Condor High Throughput Computing

Top Five Myths About Condor


  1. Myth: Condor requires users to recompile their applications.
    Reality: Condor runs ordinary, unmodified applications.

    Condor can run users' ordinary, unmodified executables and scripts in the "vanilla" universe. These programs may rely on an existing shared file system for I/O, or Condor may optionally stage the needed data files in and out. If desired, users' may optionally re-link their applications with the Condor C library and submit them to the "standard" universe. This provides checkpointing and transparent remote I/O without any modification to the application source code. However, this step is entirely optional. (Source: Online Manual )

  2. Myth: Condor has a single point of failure.
    Reality: Condor has excellent failure isolation.

    The failure of a single component in a Condor system only affects other processes that deal directly with it. For example, the failure of an execution machine will only cause jobs running on that machine to roll back and execute elsewhere. The failure of a submission machine will cause jobs submitted by that machine to roll back and execute elsewhere after it reboots. The failure of a central manager will temporarily prevent new jobs from starting, but no running jobs will be affected. (Source: Online FAQ )

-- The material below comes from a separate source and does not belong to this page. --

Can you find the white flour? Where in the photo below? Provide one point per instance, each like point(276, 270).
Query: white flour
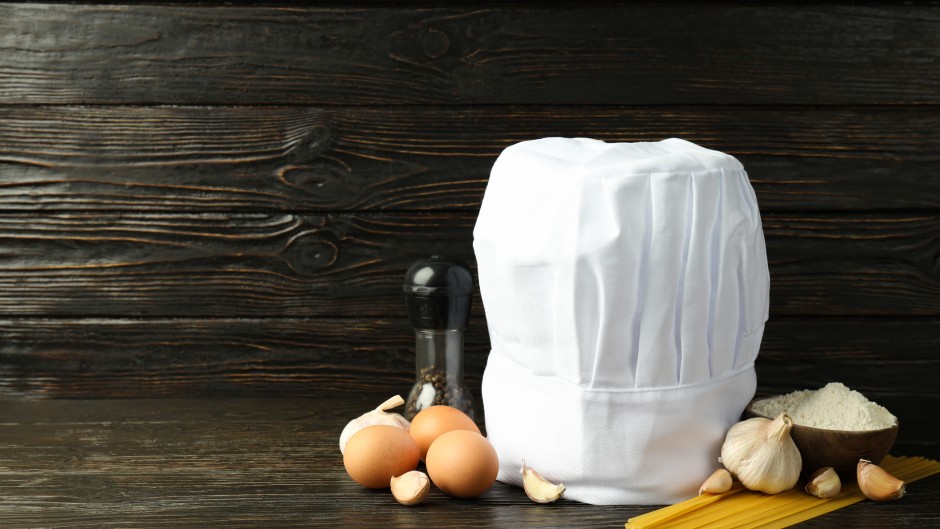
point(833, 407)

  3. Myth: Condor is only good at "cycle stealing."
    Reality: Condor can effectively manage many kinds of distributed systems.

    Condor was originally designed for harnessing the unused cycles of desktop workstations, sometimes known as "cycle stealing." However, the same system design that works for cycle stealing is also effective for managing uniform clusters, multiprocessor machines, and wide-area distributed systems. The Condor pool at UW-Madison manages workstations, several clusters, and several multiprocessors all in one system. A national-scale Condor pool in Italy harnesses autonomous workstations spread throughout ten cities. The key observation is that all are susceptible to failures, to a greater or lesser degree. Condor's original attention to failures for "cycle stealing" makes it a uniquely robust system for many environments. (Source: "Condor and The Grid" in "Grid Computing" by Berman, et al.)

  4. Myth: Condor only runs sequential jobs.
    Reality: Condor has extensive support for parallel programming environments.

    Condor provides explicit support for the MPI, PVM, and Master-Worker programming environments. Users may write standard applications to these interfaces and execute them on Condor-managed machines. Of course, MPI and PVM jobs expect a highly reliable environment, so such users should instruct Condor to harness reliable machines for these jobs. Applications written to the Master-Worker interface are naturally more fault tolerant and are better able to harness unreliable machines such as personal workstations. (Sources: Online Manual and Research Publications )

  5. Myth: Condor doesn't do "grid" computing.
    Reality: Condor is involved in many forms of distributed computing, including the "grid."

    There seems to be little agreement over exactly what the term "grid" means. However, we can describe Condor using more concrete terms:

    Condor is a reliable, scalable, and proven distributed system, with many years of operating experience. It manages a computing system with multiple owners, multiple users, and no centralized administrative structure. It deals gracefully with failures and delivers a large number of computing cycles on the time scale of months to years.

    Condor systems can become part of a "grid" in several ways. Multiple independent Condor pools may be allied together through a technique known as "flocking." Condor users may harness remote non-Condor resources via Condor-G, a fault-tolerant agent for "grid" computing.